Under the new, more rigorous and transparent rules, applicants or shot listed candidates of the states are thoroughly subjected through requisite intellectual and integrity tests, in order to ensure that only the most competent persons make it to the Bench.
For instance, they screened of active successful practice at the Bar, including satisfactory presentation of cases in Court as a Legal Practitioner either in private practice or as a Legal Officer in any Public Service. Besides, satisfactory and consistent display of sound and mature judgment in the office as a Chief Registrar or Chief Magistrate are required.
For every vacant seat to be filled, the governor is expected to present a preferred candidate and one or two candidates on reserve. According to a source close to NJC, he said more often than not, those placed on reserve end up performing better than the governors’ preferred candidates. ‘’There were several instances when those on preferred and reserved lists didn’t meet the basic requirement for appointment as judicial officers. You can’t even believe they went through the Law School or pass the Bar examinations. The Council won’t have an option other than to ask the state or governor to re-present other set of candidates’’, he said.
Governor El-Rufai said that the amendment to the constitution be made such that NJC should only appoint judges for the appellate and Federal courts and leave the selection of judges for State high courts to an equivalent Council at the State level.
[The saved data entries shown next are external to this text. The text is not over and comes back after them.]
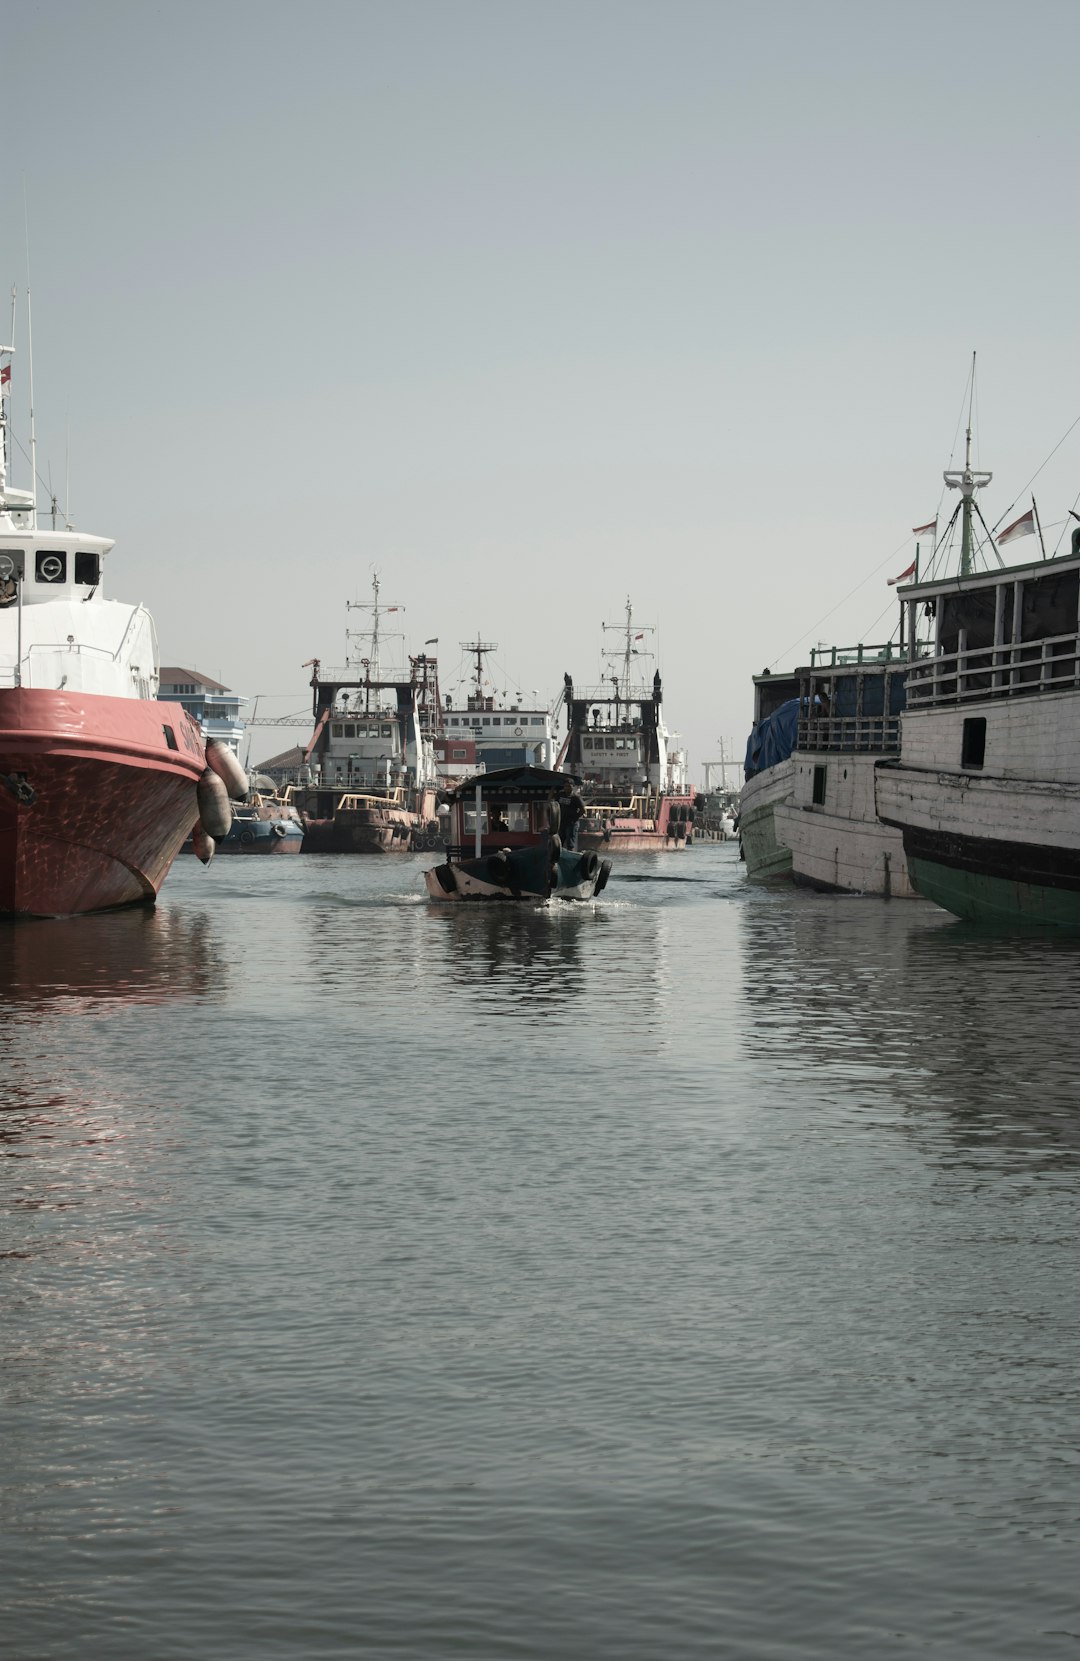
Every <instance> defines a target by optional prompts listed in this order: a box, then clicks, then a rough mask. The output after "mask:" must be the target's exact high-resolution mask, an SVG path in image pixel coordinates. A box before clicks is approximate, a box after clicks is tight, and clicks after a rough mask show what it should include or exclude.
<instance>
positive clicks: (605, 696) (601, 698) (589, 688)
mask: <svg viewBox="0 0 1080 1661" xmlns="http://www.w3.org/2000/svg"><path fill="white" fill-rule="evenodd" d="M573 701H575V704H580V703H590V704H613V703H616V696H615V691H613V688H611V683H610V681H608V683H606V686H575V688H573ZM651 701H653V688H651V686H646V684H645V681H641V683H640V684H638V686H621V684H620V688H618V703H620V704H651Z"/></svg>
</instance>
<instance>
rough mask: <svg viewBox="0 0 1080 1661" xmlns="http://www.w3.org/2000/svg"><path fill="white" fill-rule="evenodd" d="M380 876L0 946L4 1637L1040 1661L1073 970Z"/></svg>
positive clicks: (790, 904)
mask: <svg viewBox="0 0 1080 1661" xmlns="http://www.w3.org/2000/svg"><path fill="white" fill-rule="evenodd" d="M422 865H424V860H412V859H410V857H405V859H402V860H399V862H380V860H349V859H346V860H334V859H332V857H326V859H319V857H316V859H312V860H311V862H307V860H304V859H299V860H249V862H243V860H239V862H238V860H234V862H233V869H229V870H228V872H224V874H223V875H224V879H226V880H224V882H218V884H216V887H214V890H213V892H214V905H213V909H208V892H209V889H208V882H206V877H208V874H206V872H203V869H201V867H198V865H196V862H188V865H186V867H184V865H183V864H181V862H178V869H176V870H174V872H173V875H171V877H169V890H168V902H166V904H164V905H163V907H160V909H158V912H156V914H130V915H116V917H108V919H83V920H78V922H75V924H71V925H63V924H58V925H53V924H47V925H42V927H40V928H37V927H35V928H33V930H32V928H27V930H25V932H23V930H10V932H8V933H5V935H3V943H5V945H7V943H10V945H12V948H13V950H12V953H7V955H5V957H3V960H2V968H0V992H2V993H3V1003H5V1010H7V1013H8V1020H7V1022H5V1023H3V1025H2V1026H0V1068H2V1073H0V1076H2V1078H3V1088H5V1101H7V1105H8V1108H13V1111H8V1113H0V1208H2V1216H0V1227H2V1229H3V1236H2V1246H0V1296H2V1297H3V1325H2V1329H0V1409H2V1410H3V1425H5V1478H7V1480H5V1483H3V1485H0V1488H2V1492H0V1531H2V1533H3V1536H5V1556H3V1563H5V1598H3V1601H5V1616H7V1626H5V1641H8V1646H10V1648H12V1653H13V1656H18V1661H22V1658H23V1656H27V1658H28V1656H42V1658H48V1661H88V1658H91V1661H93V1658H96V1656H101V1658H108V1661H146V1658H148V1656H163V1658H164V1656H168V1658H169V1661H196V1658H198V1661H203V1658H204V1656H216V1654H228V1656H229V1661H274V1658H277V1656H279V1658H281V1661H296V1658H301V1656H304V1658H307V1656H312V1658H314V1656H319V1658H324V1661H352V1658H354V1656H356V1654H357V1653H361V1651H362V1653H364V1654H371V1656H402V1658H409V1661H444V1658H449V1656H454V1654H460V1656H464V1658H469V1661H502V1658H503V1656H507V1654H508V1653H510V1651H512V1653H513V1654H515V1656H518V1658H520V1661H552V1658H553V1656H558V1658H560V1661H563V1658H567V1661H578V1658H580V1661H656V1658H658V1656H665V1658H666V1656H678V1658H680V1661H716V1658H718V1656H723V1658H726V1656H731V1658H739V1661H741V1658H743V1656H746V1658H751V1656H753V1658H761V1661H781V1658H798V1661H866V1658H867V1656H874V1658H876V1656H879V1654H881V1656H897V1658H899V1656H902V1658H912V1661H914V1658H916V1656H922V1654H930V1653H932V1654H939V1656H947V1658H949V1661H954V1658H955V1661H987V1658H990V1656H1002V1658H1004V1661H1017V1658H1020V1656H1022V1658H1024V1661H1040V1658H1042V1656H1047V1658H1057V1656H1058V1654H1067V1653H1072V1651H1073V1649H1075V1639H1073V1638H1062V1636H1060V1634H1062V1633H1070V1631H1075V1613H1073V1606H1075V1591H1073V1581H1075V1548H1077V1543H1078V1541H1080V1530H1078V1525H1077V1508H1075V1485H1073V1483H1072V1477H1073V1475H1075V1414H1077V1405H1078V1400H1077V1382H1075V1380H1077V1317H1075V1309H1077V1302H1078V1299H1080V1287H1078V1284H1077V1282H1078V1277H1077V1261H1075V1237H1077V1229H1078V1226H1080V1171H1078V1161H1077V1110H1075V1106H1073V1105H1072V1100H1070V1095H1072V1078H1073V1076H1075V1038H1073V1033H1072V1023H1070V1015H1072V1008H1073V1007H1075V998H1077V990H1080V988H1078V972H1080V955H1073V950H1072V948H1070V947H1068V945H1067V943H1062V942H1048V943H1043V942H1038V940H1032V938H1024V940H1020V942H990V940H987V938H984V937H972V935H969V933H967V932H965V930H964V928H962V927H960V925H955V924H952V922H950V919H947V917H945V915H944V914H939V912H935V910H934V909H932V907H927V905H899V904H894V905H889V904H884V902H876V900H872V902H871V900H867V902H862V900H827V899H819V897H812V895H796V894H793V892H791V890H788V892H786V894H781V892H773V894H771V892H768V890H754V889H753V887H751V885H748V884H746V882H744V880H743V874H741V870H739V867H738V865H736V862H734V860H733V857H731V850H729V849H724V847H716V849H708V847H704V849H700V850H698V849H695V850H693V852H690V854H678V855H671V857H663V855H661V857H655V859H641V860H636V862H635V860H633V859H628V860H626V862H625V864H621V865H620V867H618V869H616V874H615V877H613V879H611V885H610V889H608V890H606V894H605V895H603V899H601V902H598V904H596V905H582V907H570V905H567V907H548V909H545V910H530V909H528V910H527V909H517V907H500V905H492V907H475V909H474V907H437V905H430V904H427V900H425V899H422V897H420V895H419V894H417V887H419V880H420V870H422ZM236 867H239V869H236ZM216 872H218V867H214V870H213V872H211V874H209V875H211V877H216ZM56 942H60V945H58V943H56ZM191 992H194V993H198V995H196V997H191V995H184V993H191ZM507 1017H512V1018H510V1020H508V1018H507ZM193 1586H198V1598H193V1595H191V1588H193ZM912 1586H914V1588H917V1595H916V1593H912ZM763 1588H764V1590H763Z"/></svg>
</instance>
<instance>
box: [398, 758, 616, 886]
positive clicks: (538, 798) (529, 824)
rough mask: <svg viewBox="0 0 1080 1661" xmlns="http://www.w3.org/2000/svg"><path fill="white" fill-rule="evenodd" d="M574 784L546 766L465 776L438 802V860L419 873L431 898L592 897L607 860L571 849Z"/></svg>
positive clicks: (596, 855) (593, 855) (576, 836)
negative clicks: (441, 800)
mask: <svg viewBox="0 0 1080 1661" xmlns="http://www.w3.org/2000/svg"><path fill="white" fill-rule="evenodd" d="M577 784H578V781H577V779H573V777H572V776H570V774H567V772H552V771H550V769H547V767H500V769H498V771H495V772H480V774H475V777H472V779H465V781H464V782H462V784H459V787H457V789H455V791H454V792H452V794H450V797H449V802H447V804H445V814H444V816H445V822H447V840H445V844H444V845H445V854H447V857H445V862H444V864H442V865H435V869H434V870H427V872H425V874H424V880H425V884H427V892H429V895H430V899H432V900H522V902H527V904H532V905H537V904H540V902H543V900H552V899H555V900H592V899H595V897H596V895H598V894H601V892H603V889H605V887H606V882H608V877H610V874H611V860H610V859H600V855H598V854H596V852H595V850H592V849H590V850H588V852H585V854H580V852H578V850H577V847H575V842H577V830H578V824H580V821H582V817H583V814H585V807H583V802H582V797H580V796H578V792H577Z"/></svg>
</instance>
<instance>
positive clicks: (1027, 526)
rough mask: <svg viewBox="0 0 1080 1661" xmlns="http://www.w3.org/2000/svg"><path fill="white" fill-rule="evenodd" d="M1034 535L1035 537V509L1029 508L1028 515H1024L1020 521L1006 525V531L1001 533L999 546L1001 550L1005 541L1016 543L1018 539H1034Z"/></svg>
mask: <svg viewBox="0 0 1080 1661" xmlns="http://www.w3.org/2000/svg"><path fill="white" fill-rule="evenodd" d="M1033 535H1035V508H1028V510H1027V513H1022V515H1020V518H1019V520H1014V522H1012V525H1005V530H1004V532H1000V533H999V538H997V546H999V548H1000V545H1002V543H1004V541H1015V540H1017V537H1033Z"/></svg>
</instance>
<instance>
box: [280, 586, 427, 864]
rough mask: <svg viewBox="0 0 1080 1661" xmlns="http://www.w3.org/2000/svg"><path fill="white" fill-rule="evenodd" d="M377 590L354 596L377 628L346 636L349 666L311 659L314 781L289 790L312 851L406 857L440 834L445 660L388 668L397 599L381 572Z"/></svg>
mask: <svg viewBox="0 0 1080 1661" xmlns="http://www.w3.org/2000/svg"><path fill="white" fill-rule="evenodd" d="M372 590H374V598H372V601H364V603H359V601H356V603H354V601H349V608H351V610H361V611H367V613H371V628H367V630H362V631H356V633H351V635H347V643H346V664H344V668H339V669H324V668H322V664H321V661H319V659H317V658H312V659H311V664H309V666H311V669H312V674H311V688H312V719H314V731H312V736H311V739H309V742H307V746H306V749H304V771H306V776H307V777H309V781H311V782H306V784H297V786H296V787H294V789H292V794H291V802H292V806H294V807H296V809H297V811H299V816H301V821H302V826H304V852H306V854H407V852H409V850H410V849H412V847H415V845H425V840H427V839H435V837H437V834H439V819H437V816H435V801H437V782H439V776H437V762H435V744H434V741H435V737H437V736H442V709H440V704H439V663H437V659H435V658H434V656H429V654H427V653H420V654H419V656H415V658H409V668H407V669H404V668H397V666H395V668H384V666H382V651H384V649H385V641H387V633H385V630H380V621H382V618H385V616H387V613H392V611H399V610H400V606H385V605H382V603H380V601H379V576H377V575H376V576H374V578H372ZM390 638H394V636H390ZM357 643H359V644H357Z"/></svg>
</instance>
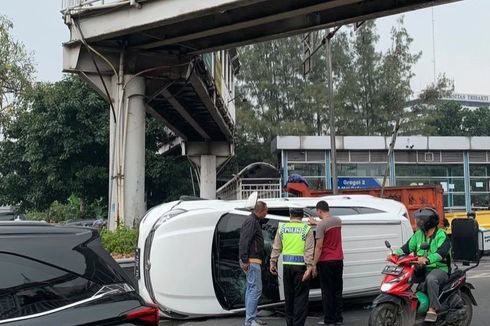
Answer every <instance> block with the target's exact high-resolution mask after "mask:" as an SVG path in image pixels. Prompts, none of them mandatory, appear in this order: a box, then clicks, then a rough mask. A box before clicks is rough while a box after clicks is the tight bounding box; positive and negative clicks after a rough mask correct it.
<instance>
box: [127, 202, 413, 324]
mask: <svg viewBox="0 0 490 326" xmlns="http://www.w3.org/2000/svg"><path fill="white" fill-rule="evenodd" d="M262 200H263V201H265V202H266V203H267V205H268V207H269V214H268V215H267V217H266V219H265V221H264V223H263V224H262V229H263V234H264V240H265V251H266V255H270V252H271V250H272V242H273V240H274V236H275V234H276V231H277V229H278V225H279V223H283V222H285V221H287V220H288V212H289V208H291V207H301V208H305V212H314V211H315V210H314V207H315V205H316V203H317V202H318V201H319V200H326V201H327V202H328V204H329V205H330V209H331V213H332V214H333V215H336V216H339V217H340V218H341V219H342V240H343V249H344V256H345V257H344V259H345V260H344V266H345V267H344V296H345V297H352V296H364V295H369V294H373V293H376V292H377V291H378V289H379V284H380V281H381V274H380V271H381V270H382V269H383V266H384V265H385V259H386V256H387V251H386V247H385V245H384V241H385V240H389V241H390V242H391V244H392V245H393V246H400V245H402V244H403V243H404V242H405V241H407V240H408V238H409V237H410V236H411V235H412V228H411V226H410V223H409V221H408V219H407V210H406V208H405V207H404V206H403V204H401V203H399V202H396V201H393V200H388V199H380V198H375V197H372V196H367V195H349V196H343V195H342V196H328V197H323V198H318V197H316V198H305V197H303V198H281V199H262ZM249 204H250V203H248V204H246V202H245V201H222V200H181V201H175V202H171V203H166V204H162V205H160V206H157V207H155V208H153V209H151V210H150V211H149V212H148V213H147V214H146V216H145V217H144V218H143V219H142V220H141V224H140V230H139V232H140V234H139V241H138V249H137V253H136V277H137V280H138V288H139V292H140V294H141V295H142V296H143V298H145V299H146V300H147V301H148V302H150V303H155V304H157V305H158V306H159V307H160V309H161V311H162V313H163V314H164V315H166V316H168V317H172V318H191V317H197V316H210V315H224V314H231V313H236V312H238V311H241V310H243V309H244V291H245V284H246V280H245V274H244V273H243V272H242V270H241V269H240V267H239V264H238V242H239V237H240V227H241V225H242V223H243V221H244V220H245V219H246V217H247V216H248V215H249V214H250V211H249V210H248V209H247V208H245V207H246V206H249ZM305 221H306V220H305ZM279 264H281V261H279ZM262 269H263V270H262V275H263V294H262V298H261V302H260V304H261V305H262V306H268V305H276V304H278V303H281V302H282V301H284V293H283V285H282V277H281V275H279V277H275V276H273V275H271V274H270V273H269V260H268V258H266V259H265V263H264V264H263V266H262ZM279 270H282V268H279ZM310 298H311V299H315V298H318V299H319V298H320V286H319V283H318V279H316V280H314V281H313V282H312V284H311V291H310Z"/></svg>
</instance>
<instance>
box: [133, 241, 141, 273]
mask: <svg viewBox="0 0 490 326" xmlns="http://www.w3.org/2000/svg"><path fill="white" fill-rule="evenodd" d="M134 276H135V277H136V279H137V280H139V279H140V248H136V251H135V252H134Z"/></svg>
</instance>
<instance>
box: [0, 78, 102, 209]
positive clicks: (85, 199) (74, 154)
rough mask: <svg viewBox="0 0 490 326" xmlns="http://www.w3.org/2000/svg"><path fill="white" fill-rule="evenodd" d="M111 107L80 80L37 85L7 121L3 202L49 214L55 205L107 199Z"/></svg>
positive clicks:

According to Barrister Abanika Muktar, what the governor failed to realize is that his state high court judges would still seek elevations to the appellate courts. ‘’The council is naturally concerned with the fate of the judiciary in the future. If the origin of justices of the appellate courts in the country is dirty, the justice system of the country would become dirtier. If NJC is not involved in the appointments of judges of the state high courts, one should expect all manners of people making it to the bench at the state high courts’’, Abanika said.